More than 40 students from USCB and Clemson University will greet fans at this week's tournament at Harbour Town Golf Links armed with iPads. The surveyors will ask questions to paint a more detailed picture of the types of visitors who come to the tournament.
They'll find out where the visitors are from, how much they make, how long they visit, and -- most important to tournament sponsors -- how much money they bring to the area.
The figures will not include spending by Beaufort County residents or the players, caddies, agents, their families, media, major sponsors, vendors, club manufacturers or tour officials.
With the information, Clemson professor Bob Brookover and his graduate students can calculate the financial effect of the event, he said.
"We can get down to specifics ... but everyone wants to see that one number," said Brookover, the director of Clemson University's International Institute for Tourism Research & Development.
Four years ago, that number was $81.9 million. Though it was down slightly from an overall $84 million impact in 2005, it was enough to impress potential sponsors courted by the nonprofit Heritage Classic Foundation, which runs the tournament.
The 2011 Heritage was played without a title sponsor, but the foundation signed deals later that year with sponsors to help keep the tournament on the island.
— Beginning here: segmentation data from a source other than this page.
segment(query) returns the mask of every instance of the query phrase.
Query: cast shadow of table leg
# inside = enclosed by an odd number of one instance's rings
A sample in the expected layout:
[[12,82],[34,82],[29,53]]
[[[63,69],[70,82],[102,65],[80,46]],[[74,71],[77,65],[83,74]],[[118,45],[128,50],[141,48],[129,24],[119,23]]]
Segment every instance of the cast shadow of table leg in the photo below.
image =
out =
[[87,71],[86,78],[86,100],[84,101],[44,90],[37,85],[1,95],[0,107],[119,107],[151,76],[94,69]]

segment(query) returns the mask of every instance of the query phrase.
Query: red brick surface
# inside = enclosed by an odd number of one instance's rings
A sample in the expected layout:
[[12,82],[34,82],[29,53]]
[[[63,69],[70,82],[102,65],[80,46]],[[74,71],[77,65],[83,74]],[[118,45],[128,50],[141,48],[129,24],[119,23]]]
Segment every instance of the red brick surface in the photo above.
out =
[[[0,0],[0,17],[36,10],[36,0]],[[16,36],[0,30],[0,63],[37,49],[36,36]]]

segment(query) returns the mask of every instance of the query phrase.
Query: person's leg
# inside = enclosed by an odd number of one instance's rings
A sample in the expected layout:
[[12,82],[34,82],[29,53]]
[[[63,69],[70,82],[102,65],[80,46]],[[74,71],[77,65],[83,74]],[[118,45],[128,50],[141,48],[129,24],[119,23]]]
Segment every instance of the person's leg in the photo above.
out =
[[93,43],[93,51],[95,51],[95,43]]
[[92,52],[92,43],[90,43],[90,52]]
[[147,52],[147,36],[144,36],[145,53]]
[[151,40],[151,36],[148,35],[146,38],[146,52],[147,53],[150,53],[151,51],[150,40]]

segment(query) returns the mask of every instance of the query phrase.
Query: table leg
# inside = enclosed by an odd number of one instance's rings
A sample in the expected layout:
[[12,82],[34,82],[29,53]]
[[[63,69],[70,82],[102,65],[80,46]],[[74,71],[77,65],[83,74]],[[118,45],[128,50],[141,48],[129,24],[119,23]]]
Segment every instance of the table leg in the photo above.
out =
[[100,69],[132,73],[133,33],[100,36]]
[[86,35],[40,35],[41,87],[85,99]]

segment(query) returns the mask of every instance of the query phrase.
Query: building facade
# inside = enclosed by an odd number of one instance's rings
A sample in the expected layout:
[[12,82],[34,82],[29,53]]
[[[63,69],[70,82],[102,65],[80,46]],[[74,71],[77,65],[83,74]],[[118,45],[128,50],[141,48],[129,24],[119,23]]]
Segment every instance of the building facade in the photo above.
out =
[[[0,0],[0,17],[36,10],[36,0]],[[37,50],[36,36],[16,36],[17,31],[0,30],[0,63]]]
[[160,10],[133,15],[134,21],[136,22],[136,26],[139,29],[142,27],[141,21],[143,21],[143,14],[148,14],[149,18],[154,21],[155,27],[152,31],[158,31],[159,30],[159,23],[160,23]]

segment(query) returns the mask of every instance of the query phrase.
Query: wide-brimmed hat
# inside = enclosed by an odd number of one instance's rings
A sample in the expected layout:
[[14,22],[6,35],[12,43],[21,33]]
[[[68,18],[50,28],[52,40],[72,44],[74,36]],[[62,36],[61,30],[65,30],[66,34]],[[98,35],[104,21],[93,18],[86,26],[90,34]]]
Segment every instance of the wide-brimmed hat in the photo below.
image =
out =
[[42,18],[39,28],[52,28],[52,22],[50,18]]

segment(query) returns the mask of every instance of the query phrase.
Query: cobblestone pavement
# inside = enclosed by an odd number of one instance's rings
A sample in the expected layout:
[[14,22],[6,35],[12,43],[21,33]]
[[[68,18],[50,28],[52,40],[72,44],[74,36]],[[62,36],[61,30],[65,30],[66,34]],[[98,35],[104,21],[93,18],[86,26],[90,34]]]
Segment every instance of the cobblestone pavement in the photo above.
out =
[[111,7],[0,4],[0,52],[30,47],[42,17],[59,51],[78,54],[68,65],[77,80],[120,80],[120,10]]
Those sponsorships, which provide funding essential to put on the tournament, expire in 2016.
"(The economic study) was a wonderful way for us to sell the event," said Angela McSwain, the tournament's marketing director. "When we were searching for that title sponsor, information from previous economic studies was key."
McSwain said the survey has other uses. For example, she tailors her marketing campaigns to the areas where most visitors are from, such as the Upstate, Atlanta and Ohio.
Brookover hopes to collect 1,600 to 1,800 responses, he said. He plans to have preliminary results completed by June.
Though this is his fifth time leading the survey, he's reluctant to predict results.
Asked if he thinks tournament revenue will surpass 2010 figures, Brookover said: "It did pretty well then, and that was near the bottom of the recession, so I think it has a good shot."